Réalisé par les créateurs de South Park, Team America est un objet a priori assez étrange : un film de marionnettes quand l’animation en 3D est devenu la norme, un film hirsute et cathartique, surtout, qui prolonge la veine trash de South Park tout en lui conférant une nouvelle tonalité, plus profonde et humaine. L’unité d’élite Team America, composée d’une poignée de membres mi-héros mi-branques, recrute un acteur de cinéma pour jouer les espions. Sa mission : infiltrer le repère de Kim Jong-Il, le diabolique dictateur nord-coréen, qui s’apprête à livrer des armes atomiques aux terroristes du monde entier.
Intrigue-prétexte, évidemment, qui permet à la joyeuse bande de voler dans les plumes de tout ce qui, de près ou de loin, possède un quelconque rapport avec l’actualité US et internationale : croisade anti-terroriste, peur de l’Arabe (les hilarants trublions de Ben Laden du début), indigence clownesque de la CIA, grande foire au ridicule et mise à mort des institutions les plus sacrées du pays. L’utilisation magistrale des marionnettes offre de jouer sur une remarquable ambiguïté entre burlesque (continuellement, une sorte de pantomime explosive et saccadée) et des effets de réel assez sidérants (la violence inouïe de la fin, quand une à une des stars hollywoodiennes bien connues se font dézinguer au bazooka). Le recours à des personnages bien existants (Ben Laden ou Kim Jong-Il, Sean Penn ou Alec Baldwin), étrillés à la moindre occasion, ajoute à la profondeur jouissivement équivoque du film.
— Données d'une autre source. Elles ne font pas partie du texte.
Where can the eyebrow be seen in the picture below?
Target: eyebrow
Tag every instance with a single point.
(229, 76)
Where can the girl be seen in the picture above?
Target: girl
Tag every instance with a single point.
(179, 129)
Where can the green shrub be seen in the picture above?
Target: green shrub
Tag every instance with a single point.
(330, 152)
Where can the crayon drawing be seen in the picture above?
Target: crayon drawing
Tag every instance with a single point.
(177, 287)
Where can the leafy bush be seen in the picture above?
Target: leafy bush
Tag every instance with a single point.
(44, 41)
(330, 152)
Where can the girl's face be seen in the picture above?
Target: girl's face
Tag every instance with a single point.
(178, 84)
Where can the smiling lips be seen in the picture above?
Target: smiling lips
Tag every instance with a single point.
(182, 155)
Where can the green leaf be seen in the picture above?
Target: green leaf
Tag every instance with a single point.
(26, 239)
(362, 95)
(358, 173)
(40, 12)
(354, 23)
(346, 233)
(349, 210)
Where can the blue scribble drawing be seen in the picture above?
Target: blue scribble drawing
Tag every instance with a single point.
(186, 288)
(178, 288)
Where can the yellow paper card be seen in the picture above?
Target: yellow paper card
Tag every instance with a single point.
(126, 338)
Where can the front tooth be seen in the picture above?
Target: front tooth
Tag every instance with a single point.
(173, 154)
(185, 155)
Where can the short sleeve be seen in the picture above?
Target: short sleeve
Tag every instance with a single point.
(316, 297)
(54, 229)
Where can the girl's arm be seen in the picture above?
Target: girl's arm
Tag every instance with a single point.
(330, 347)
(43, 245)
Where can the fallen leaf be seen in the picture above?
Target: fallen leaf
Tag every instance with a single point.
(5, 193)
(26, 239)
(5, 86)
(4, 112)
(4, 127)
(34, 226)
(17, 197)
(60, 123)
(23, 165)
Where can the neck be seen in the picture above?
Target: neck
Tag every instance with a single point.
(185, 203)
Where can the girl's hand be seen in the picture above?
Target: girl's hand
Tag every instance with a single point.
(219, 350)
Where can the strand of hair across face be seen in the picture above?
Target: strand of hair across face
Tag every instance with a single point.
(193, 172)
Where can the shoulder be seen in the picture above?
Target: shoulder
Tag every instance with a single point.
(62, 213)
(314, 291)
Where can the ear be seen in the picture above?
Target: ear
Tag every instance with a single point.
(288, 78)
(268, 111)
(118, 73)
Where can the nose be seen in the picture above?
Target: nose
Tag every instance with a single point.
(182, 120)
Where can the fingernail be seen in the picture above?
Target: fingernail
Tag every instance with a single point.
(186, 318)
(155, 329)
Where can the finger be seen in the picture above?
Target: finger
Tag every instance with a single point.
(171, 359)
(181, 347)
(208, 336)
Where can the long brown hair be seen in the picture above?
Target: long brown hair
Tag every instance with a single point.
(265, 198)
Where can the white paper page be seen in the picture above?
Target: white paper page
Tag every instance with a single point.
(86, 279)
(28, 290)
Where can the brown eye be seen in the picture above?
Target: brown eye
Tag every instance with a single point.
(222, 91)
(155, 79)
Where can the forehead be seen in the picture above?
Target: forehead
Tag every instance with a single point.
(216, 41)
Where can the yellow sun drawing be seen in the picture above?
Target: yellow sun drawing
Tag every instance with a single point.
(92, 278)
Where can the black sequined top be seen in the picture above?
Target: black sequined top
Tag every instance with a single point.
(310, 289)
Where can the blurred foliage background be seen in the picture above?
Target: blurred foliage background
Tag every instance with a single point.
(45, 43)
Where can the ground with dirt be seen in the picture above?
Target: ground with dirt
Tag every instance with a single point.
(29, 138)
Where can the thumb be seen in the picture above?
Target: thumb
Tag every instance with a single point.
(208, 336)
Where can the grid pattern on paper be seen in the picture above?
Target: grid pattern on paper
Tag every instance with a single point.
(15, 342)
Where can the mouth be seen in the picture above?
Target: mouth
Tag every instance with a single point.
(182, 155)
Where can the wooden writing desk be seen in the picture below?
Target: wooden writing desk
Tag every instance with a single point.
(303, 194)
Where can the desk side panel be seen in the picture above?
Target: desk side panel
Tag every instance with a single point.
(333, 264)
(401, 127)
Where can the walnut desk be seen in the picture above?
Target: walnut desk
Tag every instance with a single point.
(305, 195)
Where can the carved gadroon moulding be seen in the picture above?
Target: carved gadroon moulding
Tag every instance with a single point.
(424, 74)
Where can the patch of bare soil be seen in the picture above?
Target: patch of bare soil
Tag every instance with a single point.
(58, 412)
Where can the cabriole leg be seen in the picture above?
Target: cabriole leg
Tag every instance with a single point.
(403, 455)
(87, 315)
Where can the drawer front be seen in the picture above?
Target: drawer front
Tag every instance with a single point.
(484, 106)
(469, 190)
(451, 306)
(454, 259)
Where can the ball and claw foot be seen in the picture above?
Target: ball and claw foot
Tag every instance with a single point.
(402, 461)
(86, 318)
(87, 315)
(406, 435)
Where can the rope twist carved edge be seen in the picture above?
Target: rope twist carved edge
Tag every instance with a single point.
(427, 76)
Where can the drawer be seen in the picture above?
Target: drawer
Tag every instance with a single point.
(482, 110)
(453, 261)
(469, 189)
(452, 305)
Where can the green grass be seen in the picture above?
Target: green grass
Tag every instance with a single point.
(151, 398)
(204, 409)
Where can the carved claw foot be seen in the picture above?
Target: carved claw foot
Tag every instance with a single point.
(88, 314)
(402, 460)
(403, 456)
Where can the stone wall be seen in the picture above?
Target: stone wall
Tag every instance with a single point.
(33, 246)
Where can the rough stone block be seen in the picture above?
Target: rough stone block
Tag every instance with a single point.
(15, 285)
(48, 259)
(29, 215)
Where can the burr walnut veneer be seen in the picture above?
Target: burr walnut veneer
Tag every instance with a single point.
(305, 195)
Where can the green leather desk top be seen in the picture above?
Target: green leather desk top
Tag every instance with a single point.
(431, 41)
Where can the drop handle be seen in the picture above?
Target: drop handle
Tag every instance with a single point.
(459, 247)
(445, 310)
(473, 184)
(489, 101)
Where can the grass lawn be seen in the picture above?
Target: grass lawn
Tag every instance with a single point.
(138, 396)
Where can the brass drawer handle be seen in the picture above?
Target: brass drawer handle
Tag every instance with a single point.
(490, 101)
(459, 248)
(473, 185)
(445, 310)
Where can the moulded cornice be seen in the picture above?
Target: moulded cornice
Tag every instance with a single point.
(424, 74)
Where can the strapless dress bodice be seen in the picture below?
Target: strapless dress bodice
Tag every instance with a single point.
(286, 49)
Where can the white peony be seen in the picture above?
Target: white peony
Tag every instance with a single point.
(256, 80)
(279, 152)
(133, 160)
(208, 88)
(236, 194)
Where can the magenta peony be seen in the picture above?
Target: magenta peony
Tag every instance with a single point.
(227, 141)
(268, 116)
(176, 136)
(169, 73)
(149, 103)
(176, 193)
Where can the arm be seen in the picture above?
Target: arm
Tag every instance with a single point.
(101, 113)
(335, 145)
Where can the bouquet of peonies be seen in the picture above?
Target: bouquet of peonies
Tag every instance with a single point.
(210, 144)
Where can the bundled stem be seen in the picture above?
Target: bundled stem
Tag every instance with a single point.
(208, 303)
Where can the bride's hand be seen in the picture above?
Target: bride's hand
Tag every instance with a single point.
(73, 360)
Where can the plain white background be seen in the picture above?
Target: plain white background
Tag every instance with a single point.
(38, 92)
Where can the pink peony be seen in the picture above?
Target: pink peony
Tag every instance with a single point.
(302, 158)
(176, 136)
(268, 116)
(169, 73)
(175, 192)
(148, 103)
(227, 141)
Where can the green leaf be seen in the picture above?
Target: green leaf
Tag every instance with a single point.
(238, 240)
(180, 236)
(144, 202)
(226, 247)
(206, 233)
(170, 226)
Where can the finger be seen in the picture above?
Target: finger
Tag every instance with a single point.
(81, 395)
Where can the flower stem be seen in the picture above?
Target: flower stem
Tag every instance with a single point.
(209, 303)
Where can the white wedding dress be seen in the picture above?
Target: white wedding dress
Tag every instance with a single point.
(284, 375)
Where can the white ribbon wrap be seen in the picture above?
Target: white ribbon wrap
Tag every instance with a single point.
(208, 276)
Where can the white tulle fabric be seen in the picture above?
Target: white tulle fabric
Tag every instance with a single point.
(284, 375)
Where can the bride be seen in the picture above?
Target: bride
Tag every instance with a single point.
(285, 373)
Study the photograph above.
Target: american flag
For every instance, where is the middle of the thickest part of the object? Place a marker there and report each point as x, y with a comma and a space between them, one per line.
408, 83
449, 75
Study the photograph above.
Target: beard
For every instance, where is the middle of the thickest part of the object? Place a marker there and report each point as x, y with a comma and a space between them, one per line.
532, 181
Certes les réalisateurs peuvent se targuer de ne pas délivrer de grand message, tant aucun élément du film n’échappe à leur moquerie cannibale, mais tout de même : voir une telle tâche dans le panorama hollywoodien, une telle violence dans chaque niveau de représentation (gore et sexe obscène à la moindre occasion) relève d’une frontalité peu commune, imposant Team America comme fleuron d’une sorte contre-culture absolument pulsionnelle, loin de toute bonne conscience moralisante (voyez comme Michael Moore est joliment parodié). Manque peut-être une amplitude dans la conduite d’un récit extrêmement dense, mais la puissance des éclats, des coups et des gerbes lancées contre le grand-tout politico-médiatique contemporain demeure parfaitement réjouissante.